Nevertheless, the aforementioned risks must be minimised through the establishment of periodic due diligence processes, which can determine the degree of compliance or non-compliance with regulations and any corrective measures needed to reduce the exposure to adverse impacts.

QUESTION TWO – What degree of control should a parent company have over its overseas subsidiaries? How does the degree of control impact the risk exposure level, and how can control issues be managed to minimise liability?

The general principle under Colombian Law is that commercial companies are not disregarded entities. Nonetheless, this principle has some exceptions, depending on the nature of the company, the kind of contracts developed by the company in the country, and the acts developed by the parent company or shareholders by which they could be considered or declared as joint liable for some obligations of the company.

Consequently, the parent company must have a sufficient degree of control that allows it to ensure that the activities carried out by its subsidiaries or shareholders are carried out in compliance with local laws and in such a way that no responsibility can be established for the parent either by participating in decisions that could lead the company to breach its obligations or by failing to take the necessary measures to prevent the management of the subsidiary from causing damage to third parties. For example, to prevent the company from entering into default payments of obligations that may cause it to enter into grounds for liquidation.

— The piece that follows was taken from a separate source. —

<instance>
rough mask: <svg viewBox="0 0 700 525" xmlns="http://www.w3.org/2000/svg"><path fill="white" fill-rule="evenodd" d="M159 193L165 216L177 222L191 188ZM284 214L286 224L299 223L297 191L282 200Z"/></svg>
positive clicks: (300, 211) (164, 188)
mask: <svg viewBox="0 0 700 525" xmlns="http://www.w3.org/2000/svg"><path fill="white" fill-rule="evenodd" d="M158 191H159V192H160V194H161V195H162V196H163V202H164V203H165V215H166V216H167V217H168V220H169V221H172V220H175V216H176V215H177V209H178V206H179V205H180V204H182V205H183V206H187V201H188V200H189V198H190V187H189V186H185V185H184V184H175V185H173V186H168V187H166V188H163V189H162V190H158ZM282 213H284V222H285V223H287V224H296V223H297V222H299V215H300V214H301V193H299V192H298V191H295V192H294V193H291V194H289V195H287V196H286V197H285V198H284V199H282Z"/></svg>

Among these measures, it is suggested that robust personnel selection processes be carried out so that the directors and officers of the subsidiary have knowledge of local law, clear criteria of responsibility for administrators and sufficient professional criteria that allows them to measure the risk that their actions might bring to the company.

In our experience, a proper local assessment of the areas where risks are more relevant, training, mitigation and clear internal processes, have a better incidence in prevention of risk. A robust tone at all levels, top, middle and bottom, with an emphasis on accountability also helps to make it clear for the local organisation that there is zero tolerance of risky activities.

QUESTION THREE – What constitutes the right balance between risk and liability for a company and its overseas subsidiary? What examples can you give?

Considering the responsibility that can be given to the parent for their actions or omissions in the management of the subsidiaries, under local law and international principles, in the classification of risks − financial, commercial, perception, legal, enforcement − it is clear that enforcement risks, regardless of the potential return of investment, should not be assumed.

But a thoughtful risk-taking assessment could yield an assumption of legal, financial, commercial or even perception risk, with a robust mitigation plan and, in particular, for legal risk, an opinion from external counsel with the potential interpretations of the law and which one would have a chance to better win in court.

Key considerations for multinationals operating in highrisk industries and jurisdictions:

Do not assume that foreign markets are/are not as sophisticated as developed ones. There are markets where certain areas are unregulated, or regulated in a more lenient manner, or are over-regulated, but this doesn’t mean that your assessment of risk should
abide by local rules exclusively. 

Understand the particularities of the given market and what is more relevant in their legislation for your industry.

Plan ahead. Your initial subsidiary may be small, but if your plans are to grow, or to have other subsidiaries in the rest of the country or region, you may need a different type of legal entity than originally envisioned. Make sure that your outside counsel is aware of these plans to better serve your needs.

Think before you incorporate, so you can select the legal vehicle that best fits your needs. That will allow you to better mitigate risk. It is far easier to create a company than to close one.